I am always amused when I read young people don't read. Or as Hornby jokingly wrote, "Your kids don't even know which way up they should hold a book!"

Who made Harry Potter a star? I am guess there are some young adults reading the hottest genre, YA.

Read the sales figures. Hardcovers still outsell e-books. Somebody is buying them.

pattinase (abbott) said...

Your optimism is refreshing and I feel more hopeful now. Thanks!

Anonymous said...

There are three collections of Hornby's Believer review columns that are well worth reading and good for reading suggestions (not that most of us need more of those!). The titles are: The Polysyllabic Spree, Housekeeping vs. The Dirt, and Shakespeare Wrote for Money.

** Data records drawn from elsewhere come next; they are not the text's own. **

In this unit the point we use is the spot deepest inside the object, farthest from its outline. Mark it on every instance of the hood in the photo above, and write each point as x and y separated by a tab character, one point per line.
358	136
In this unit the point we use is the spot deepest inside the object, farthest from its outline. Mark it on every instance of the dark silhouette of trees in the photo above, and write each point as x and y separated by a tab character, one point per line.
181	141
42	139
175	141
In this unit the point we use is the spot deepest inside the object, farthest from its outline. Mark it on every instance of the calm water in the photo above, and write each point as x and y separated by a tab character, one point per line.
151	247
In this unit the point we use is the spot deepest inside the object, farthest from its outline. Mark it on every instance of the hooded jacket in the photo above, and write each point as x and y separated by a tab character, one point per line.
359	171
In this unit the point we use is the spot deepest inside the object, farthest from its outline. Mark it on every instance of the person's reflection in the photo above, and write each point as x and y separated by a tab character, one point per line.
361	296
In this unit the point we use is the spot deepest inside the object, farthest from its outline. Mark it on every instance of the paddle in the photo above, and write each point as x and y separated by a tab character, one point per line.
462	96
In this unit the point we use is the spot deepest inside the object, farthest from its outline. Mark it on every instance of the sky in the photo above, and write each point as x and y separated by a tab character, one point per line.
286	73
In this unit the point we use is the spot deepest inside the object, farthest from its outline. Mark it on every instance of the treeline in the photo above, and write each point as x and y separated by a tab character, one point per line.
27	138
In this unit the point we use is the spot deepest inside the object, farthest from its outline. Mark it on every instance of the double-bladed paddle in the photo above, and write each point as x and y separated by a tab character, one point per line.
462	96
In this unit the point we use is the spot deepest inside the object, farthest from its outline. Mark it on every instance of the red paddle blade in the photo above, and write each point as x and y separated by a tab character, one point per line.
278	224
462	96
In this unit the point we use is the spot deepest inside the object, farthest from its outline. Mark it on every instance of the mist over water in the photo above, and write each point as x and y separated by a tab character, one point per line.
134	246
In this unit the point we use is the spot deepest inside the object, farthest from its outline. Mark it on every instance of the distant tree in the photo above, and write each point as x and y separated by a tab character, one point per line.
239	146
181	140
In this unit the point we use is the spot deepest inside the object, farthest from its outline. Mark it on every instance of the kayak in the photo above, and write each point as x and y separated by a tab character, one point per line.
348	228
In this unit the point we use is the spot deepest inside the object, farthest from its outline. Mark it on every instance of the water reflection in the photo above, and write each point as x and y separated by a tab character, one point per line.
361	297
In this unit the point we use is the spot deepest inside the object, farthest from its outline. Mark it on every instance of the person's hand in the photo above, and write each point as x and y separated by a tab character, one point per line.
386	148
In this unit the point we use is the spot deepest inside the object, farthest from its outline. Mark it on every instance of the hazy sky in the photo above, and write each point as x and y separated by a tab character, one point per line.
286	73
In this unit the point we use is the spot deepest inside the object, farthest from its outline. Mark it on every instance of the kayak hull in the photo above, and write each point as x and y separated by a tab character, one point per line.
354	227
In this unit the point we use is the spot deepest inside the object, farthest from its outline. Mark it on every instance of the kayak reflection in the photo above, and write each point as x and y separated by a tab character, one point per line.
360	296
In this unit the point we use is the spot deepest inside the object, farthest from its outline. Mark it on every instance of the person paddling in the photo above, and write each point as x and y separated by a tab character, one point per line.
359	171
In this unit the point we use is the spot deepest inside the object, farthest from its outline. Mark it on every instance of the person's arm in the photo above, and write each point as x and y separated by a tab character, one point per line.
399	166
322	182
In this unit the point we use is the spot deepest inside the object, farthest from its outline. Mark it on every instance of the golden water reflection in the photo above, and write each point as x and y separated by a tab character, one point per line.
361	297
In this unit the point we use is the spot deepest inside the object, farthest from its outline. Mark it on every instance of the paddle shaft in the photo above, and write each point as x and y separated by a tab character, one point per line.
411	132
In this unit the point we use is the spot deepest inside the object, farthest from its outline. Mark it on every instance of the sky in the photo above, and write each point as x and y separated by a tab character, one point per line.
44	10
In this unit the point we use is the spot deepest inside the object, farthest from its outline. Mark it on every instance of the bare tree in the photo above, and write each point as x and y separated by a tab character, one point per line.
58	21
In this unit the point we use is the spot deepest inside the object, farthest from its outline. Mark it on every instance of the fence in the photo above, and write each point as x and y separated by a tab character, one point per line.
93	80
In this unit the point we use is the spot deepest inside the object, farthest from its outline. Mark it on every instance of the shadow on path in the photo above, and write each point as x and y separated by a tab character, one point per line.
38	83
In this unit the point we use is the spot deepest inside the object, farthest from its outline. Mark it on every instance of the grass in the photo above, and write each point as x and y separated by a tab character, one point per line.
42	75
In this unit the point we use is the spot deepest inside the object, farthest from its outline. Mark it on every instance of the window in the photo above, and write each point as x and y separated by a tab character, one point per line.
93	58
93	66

My library had two of them and I found the third fairly cheaply on the internet.

Jeff M.

Jack Bates said...

I was in a jam-packed BN in Bethesda after the big storm that hit VA/DC/MD knocked out residential power. People were lining up to buy books. (btw- I thought DARE ME came out 7/1- that's why I was in there.) I think readers are in a flux. Something is going to happen in the next few years that will tip it to traditional books or electronic readers.

pattinase (abbott) said...

Jack- I was in Chevy Chase. We would have met up!! We came home early when the power went and our hosts moved to a hotel.
Dare Me comes out 7/31.

Jack Bates said...

That's the second time that's happened. The BN staff filled me in. They were staying open later so people could cool down and plug in. It was like a refugee camp- and I guess in many ways it was.

Katherine Tomlinson said...

I think ebooks have saved reading. I was a die-hard, you'll pry my books from my cold, dead hand girl and then my best friend gave me a Kindle. I think there was a whole generation of non-readers until the rise of ebooks, especially with young authors like Amanda Hocking. <u friends' children read books online and on their devices. My grandfather-in-law read on a kindle. I can slip my kindle in my purse for reading on the plane. And since I read fast, I have another book when I'm done. I think we'll see more readers than ever.

Erik Donald France said...

I've seen many people reading *something* on wireless devices. We're experimenting at the library with ejournals, etc.

The imaginary Minister of Culture gives discounts and prizes for seeing plays, art movies, and art; for readers and writers' retreats and gatherings. Discounted food and fun. A million in prizes for writing/reading books and discussing them. Travel passes to distant places. A world I could rally for ;->

Rob Kitchin said...

They'll always be a need for writers - journalism, magazines, TV, film, game narratives, books, etc. Nearly everything on a mobile device has a writer/storyteller somewhere involved. And social media make millions writers of sorts. They'll be people who make money from it, and those that will do it for the love of it.